The work is being carried out in collaboration with Mitsubishi Materials Corporation (MMC), the Research Institute of Innovative Technology for the Earth (RITE) and the Central Research Institute of Electric Power Industry (CRIEPI). Funding is being provided by Japan's New Energy Development Organisation (NEDO).

A potential advantage of sequestering CO₂ in geothermal areas, where high temperatures (to several hundred °C) occur, is that reactions between CO₂-charged water and rock will be more rapid than in rocks at lower temperatures. In turn these reactions could potentially favour the trapping of CO₂ in solid mineral phases such as calcite. To evaluate the feasibility of this sequestration option the coupled flow-reaction processes that would accompany CO₂ injection must be understood. If the reaction rates are too fast and the rocks' porosity and permeability decrease near to the CO₂ injection point, further CO₂ injection might be prevented. On the other hand, if reactions are too slow or porosity increases too much, then injected CO₂ might migrate too far and leak from the rock reservoir.

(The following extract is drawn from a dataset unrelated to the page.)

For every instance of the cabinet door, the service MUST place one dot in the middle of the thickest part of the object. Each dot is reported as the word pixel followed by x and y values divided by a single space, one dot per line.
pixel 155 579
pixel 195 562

Quintessa has evaluated various aspects of this coupling, by theoretical modelling using a combination of widely used geochemical simulation codes (PHREEQC and Geochemist's Workbench) and Quintessa's own Raiden3. Raiden3 fully couples simulations of flow and reactions while taking into account reaction kinetics. One application of Raiden3 in the present project has been to develop an improved understanding of the processes that occur during the migration of CO₂-saturated water through granodiorite at 200°C and 100 bars.